Faz tempo que alguns de nós na IK estamos interessados em elaborar uma hipótese crítica sobre a relação formal do pós-punk e o colapso da modernização. O problema é complicado, porque sendo forma vazia a mercadoria assumiria qualquer conteúdo (ou aparência), o que levaria a possibilidade de análise da produção cultural a uma redução monstruosa. Mas continuamos empenhados nessa pesquisa porque sabemos: o estilo não é um detalhe.


A experiência do pós-punk, como fenômeno sociocultural particular, ganha um relevo inusitado quando disposta sobre uma perspectiva capaz de analisar a forma estética de forma imanente, como em Benjamin ou Adorno, ou ainda a partir da análise dos conteúdos dos bens culturais como em Raymond Williams.

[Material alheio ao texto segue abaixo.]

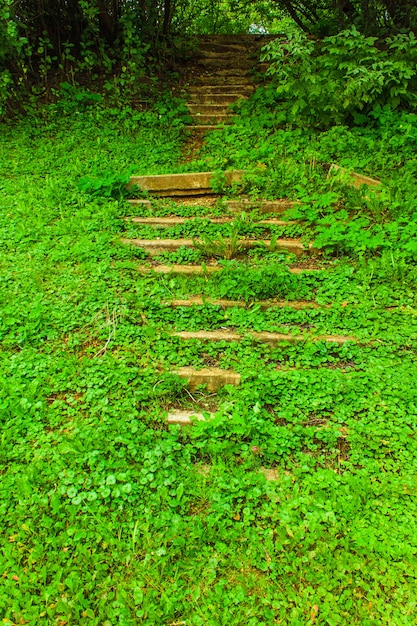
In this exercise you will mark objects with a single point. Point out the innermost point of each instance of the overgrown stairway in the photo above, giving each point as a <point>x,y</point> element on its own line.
<point>200,247</point>
<point>221,70</point>
<point>164,223</point>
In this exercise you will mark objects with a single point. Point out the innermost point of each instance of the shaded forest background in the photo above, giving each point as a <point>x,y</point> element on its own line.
<point>123,38</point>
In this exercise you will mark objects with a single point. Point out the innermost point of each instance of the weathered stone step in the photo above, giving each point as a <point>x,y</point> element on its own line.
<point>195,183</point>
<point>213,377</point>
<point>263,337</point>
<point>355,179</point>
<point>166,222</point>
<point>229,304</point>
<point>220,78</point>
<point>159,246</point>
<point>208,109</point>
<point>263,206</point>
<point>185,418</point>
<point>200,128</point>
<point>235,206</point>
<point>215,98</point>
<point>248,41</point>
<point>211,119</point>
<point>190,270</point>
<point>225,61</point>
<point>242,88</point>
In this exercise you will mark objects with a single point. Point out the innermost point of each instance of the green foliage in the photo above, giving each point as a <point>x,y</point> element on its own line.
<point>344,76</point>
<point>108,515</point>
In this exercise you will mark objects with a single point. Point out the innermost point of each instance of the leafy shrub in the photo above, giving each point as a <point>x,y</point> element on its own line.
<point>343,77</point>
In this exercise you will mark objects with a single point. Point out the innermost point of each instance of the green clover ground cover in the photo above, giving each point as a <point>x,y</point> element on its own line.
<point>110,517</point>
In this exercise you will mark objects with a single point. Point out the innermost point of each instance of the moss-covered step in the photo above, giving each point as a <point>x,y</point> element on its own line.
<point>193,183</point>
<point>155,247</point>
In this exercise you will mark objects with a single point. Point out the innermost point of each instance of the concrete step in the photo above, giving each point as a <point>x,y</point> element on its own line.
<point>166,222</point>
<point>200,109</point>
<point>203,270</point>
<point>232,79</point>
<point>233,206</point>
<point>185,418</point>
<point>212,119</point>
<point>263,206</point>
<point>214,99</point>
<point>213,377</point>
<point>264,305</point>
<point>245,40</point>
<point>355,180</point>
<point>195,183</point>
<point>154,247</point>
<point>200,128</point>
<point>242,88</point>
<point>263,337</point>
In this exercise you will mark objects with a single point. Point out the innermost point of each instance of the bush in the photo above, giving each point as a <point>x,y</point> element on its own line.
<point>344,78</point>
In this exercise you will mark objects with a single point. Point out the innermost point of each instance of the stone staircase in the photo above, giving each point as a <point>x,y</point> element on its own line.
<point>220,72</point>
<point>302,261</point>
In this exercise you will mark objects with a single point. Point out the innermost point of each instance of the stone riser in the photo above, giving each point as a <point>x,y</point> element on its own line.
<point>155,247</point>
<point>210,120</point>
<point>241,88</point>
<point>270,338</point>
<point>264,305</point>
<point>205,270</point>
<point>167,222</point>
<point>239,206</point>
<point>214,378</point>
<point>214,99</point>
<point>209,110</point>
<point>182,184</point>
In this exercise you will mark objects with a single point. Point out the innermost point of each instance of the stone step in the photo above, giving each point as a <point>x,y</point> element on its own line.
<point>263,337</point>
<point>242,88</point>
<point>245,40</point>
<point>208,109</point>
<point>200,128</point>
<point>355,180</point>
<point>211,119</point>
<point>229,304</point>
<point>215,99</point>
<point>185,418</point>
<point>213,377</point>
<point>263,206</point>
<point>166,222</point>
<point>159,246</point>
<point>234,206</point>
<point>195,270</point>
<point>217,78</point>
<point>196,183</point>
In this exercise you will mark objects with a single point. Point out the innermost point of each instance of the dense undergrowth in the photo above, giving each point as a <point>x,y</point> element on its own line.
<point>111,517</point>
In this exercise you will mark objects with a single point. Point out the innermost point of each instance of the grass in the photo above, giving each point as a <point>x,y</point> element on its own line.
<point>111,517</point>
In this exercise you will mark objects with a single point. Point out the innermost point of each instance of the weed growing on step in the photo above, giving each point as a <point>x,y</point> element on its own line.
<point>108,515</point>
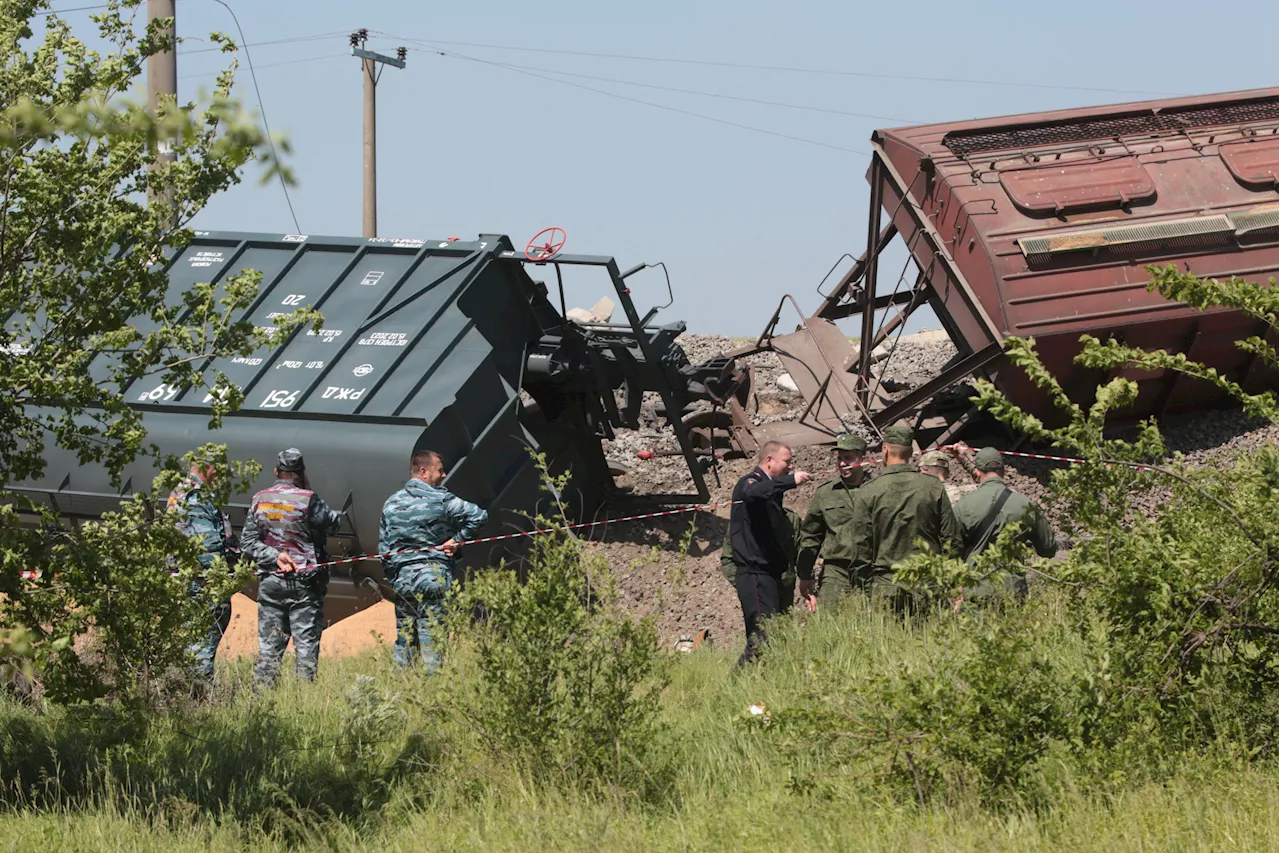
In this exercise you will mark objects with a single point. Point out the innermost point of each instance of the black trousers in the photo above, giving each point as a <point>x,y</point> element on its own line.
<point>759,596</point>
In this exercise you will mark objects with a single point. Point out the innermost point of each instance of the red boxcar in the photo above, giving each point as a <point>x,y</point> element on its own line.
<point>1043,226</point>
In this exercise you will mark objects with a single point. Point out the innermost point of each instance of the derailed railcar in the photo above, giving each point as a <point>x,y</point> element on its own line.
<point>1043,224</point>
<point>425,345</point>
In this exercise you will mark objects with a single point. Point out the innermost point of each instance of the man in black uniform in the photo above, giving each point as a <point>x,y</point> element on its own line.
<point>758,530</point>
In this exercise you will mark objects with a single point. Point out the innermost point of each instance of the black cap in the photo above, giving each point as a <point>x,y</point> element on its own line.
<point>289,460</point>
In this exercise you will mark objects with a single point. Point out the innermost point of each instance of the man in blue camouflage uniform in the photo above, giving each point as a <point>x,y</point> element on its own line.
<point>283,534</point>
<point>420,528</point>
<point>202,520</point>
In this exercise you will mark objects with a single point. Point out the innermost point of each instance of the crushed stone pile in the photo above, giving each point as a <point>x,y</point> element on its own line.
<point>685,589</point>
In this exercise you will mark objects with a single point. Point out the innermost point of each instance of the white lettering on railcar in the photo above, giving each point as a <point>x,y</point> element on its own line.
<point>384,340</point>
<point>334,392</point>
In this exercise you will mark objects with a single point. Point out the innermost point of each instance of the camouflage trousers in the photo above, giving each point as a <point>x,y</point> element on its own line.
<point>211,629</point>
<point>289,607</point>
<point>419,601</point>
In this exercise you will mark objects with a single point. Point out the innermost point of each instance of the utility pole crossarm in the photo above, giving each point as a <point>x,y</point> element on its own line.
<point>369,62</point>
<point>376,58</point>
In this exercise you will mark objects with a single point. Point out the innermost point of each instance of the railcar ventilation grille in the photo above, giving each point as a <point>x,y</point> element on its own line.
<point>1127,235</point>
<point>1256,219</point>
<point>965,142</point>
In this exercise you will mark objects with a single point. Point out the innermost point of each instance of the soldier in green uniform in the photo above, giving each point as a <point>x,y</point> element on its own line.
<point>993,506</point>
<point>791,539</point>
<point>827,527</point>
<point>896,510</point>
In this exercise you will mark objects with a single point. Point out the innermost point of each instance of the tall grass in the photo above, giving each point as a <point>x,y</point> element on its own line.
<point>370,757</point>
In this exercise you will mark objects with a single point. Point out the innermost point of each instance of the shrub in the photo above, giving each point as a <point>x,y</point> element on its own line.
<point>568,682</point>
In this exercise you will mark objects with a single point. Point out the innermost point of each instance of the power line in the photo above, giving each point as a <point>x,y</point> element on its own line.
<point>694,91</point>
<point>636,100</point>
<point>318,36</point>
<point>63,12</point>
<point>792,69</point>
<point>291,62</point>
<point>261,109</point>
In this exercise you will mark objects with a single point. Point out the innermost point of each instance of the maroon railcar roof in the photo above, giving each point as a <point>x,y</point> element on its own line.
<point>1052,219</point>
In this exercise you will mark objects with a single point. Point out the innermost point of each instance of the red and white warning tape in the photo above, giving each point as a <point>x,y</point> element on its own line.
<point>36,575</point>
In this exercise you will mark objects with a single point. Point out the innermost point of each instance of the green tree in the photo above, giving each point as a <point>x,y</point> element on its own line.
<point>83,291</point>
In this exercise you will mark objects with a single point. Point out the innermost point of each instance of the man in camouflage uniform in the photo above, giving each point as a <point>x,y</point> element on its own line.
<point>283,532</point>
<point>421,528</point>
<point>202,520</point>
<point>896,510</point>
<point>993,506</point>
<point>827,525</point>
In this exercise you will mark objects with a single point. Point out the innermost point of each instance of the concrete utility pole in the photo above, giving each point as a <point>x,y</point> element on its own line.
<point>369,62</point>
<point>161,80</point>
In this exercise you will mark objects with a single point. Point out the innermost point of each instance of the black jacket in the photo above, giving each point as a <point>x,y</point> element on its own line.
<point>757,524</point>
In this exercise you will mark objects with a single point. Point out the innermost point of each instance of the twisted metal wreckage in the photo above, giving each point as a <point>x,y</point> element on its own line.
<point>1031,226</point>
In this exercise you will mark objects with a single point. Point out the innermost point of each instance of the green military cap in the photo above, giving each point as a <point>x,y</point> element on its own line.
<point>851,441</point>
<point>988,460</point>
<point>899,436</point>
<point>935,459</point>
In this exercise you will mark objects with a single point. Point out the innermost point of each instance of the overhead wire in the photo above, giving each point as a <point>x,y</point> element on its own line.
<point>794,69</point>
<point>291,62</point>
<point>694,91</point>
<point>636,100</point>
<point>261,108</point>
<point>318,36</point>
<point>63,12</point>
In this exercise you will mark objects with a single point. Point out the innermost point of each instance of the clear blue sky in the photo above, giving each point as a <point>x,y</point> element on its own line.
<point>739,217</point>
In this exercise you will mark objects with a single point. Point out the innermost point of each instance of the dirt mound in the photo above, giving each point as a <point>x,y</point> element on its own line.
<point>685,587</point>
<point>366,630</point>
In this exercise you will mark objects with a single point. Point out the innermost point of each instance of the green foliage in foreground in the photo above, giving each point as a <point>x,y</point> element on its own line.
<point>353,763</point>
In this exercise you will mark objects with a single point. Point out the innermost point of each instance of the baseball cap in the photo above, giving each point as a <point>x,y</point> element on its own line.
<point>289,460</point>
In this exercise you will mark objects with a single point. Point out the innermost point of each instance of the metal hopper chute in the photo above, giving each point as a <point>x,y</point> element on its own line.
<point>443,345</point>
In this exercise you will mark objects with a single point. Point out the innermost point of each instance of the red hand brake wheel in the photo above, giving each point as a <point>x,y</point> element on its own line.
<point>556,238</point>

Enquanto processo, a produção de bens culturais não se restringe a uma relação entre o ser social que determina a consciência mediada por uma ideologia, ou a um sistema administrado. É próprio da obra de arte capturar as formas objetivas da sociedade, produzindo signos e subjetividades carregados de particularidades. Esses conteúdos, apesar de igualados pela indústria cultural através da forma da mercadoria, dependem de uma análise que vá além de um mecanicismo galgado na mesma dinâmica, que a tudo iguala, tornando suas particularidades conteúdos ideológicos apenas. Tanto as letras quanto as próprias canções podem ser interpretadas, assim, a partir do assoalho histórico do qual também emergem os gestos - afirmativos ou contestatórios, não obstante conduzidos por sujeitos socializados a partir de uma matriz fetichista (e inconsciente). No interior de um conjunto difuso de experiências ao mesmo tempo disruptivas e mercantilizadas, a ascensão e o ocaso dos heróis da luta por autonomia encerram tanto uma compreensão própria sobre o "futuro", quanto da forma social do sujeito diante de seus respectivos esgotamentos históricos.


A resenha do livro Heroes de Franco "Bifo" Berardi, escrita por Benjamin Noys, traz esses conteúdos para o primeiro plano, e parece uma boa contribuição para as "futuras" teses nesse campo. Fica o convite para quem se animar com o debate.

 

"God save the Queen", do Sex Pistols, com seu refrão final "No Future", The Stranglers "No More Heroes" e David Bowie "Heroes" foram todas lançadas em 1977. Por um lado, era o fim do futuro e dos heróis, o momento apocalíptico em que os "dois setes se chocam" [1]; por outro lado, seria o começo de outro futuro e de outros heróis, segundo o frágil otimismo de Bowie "poderíamos ser heróis / apenas por um dia" ou, de forma mais perturbadora, nos sinais da emergente contra-revolução neoliberal. O apocalipse, no entanto, seria decepcionante.


O momento punk de 1977 aprisionou-se na dialética da recuperação: fora/dentro; autonomia/heteronomia; selo independente/grandes gravadoras. "Você acha engraçado", cantou The Clash, "transformar a rebelião em dinheiro?" [2] Conselhos que eles podem ter levado a sério, assinando contratos com a CBS enquanto os Sex Pistols assinaram com a Virgin. O trabalho duro ainda não havia começado.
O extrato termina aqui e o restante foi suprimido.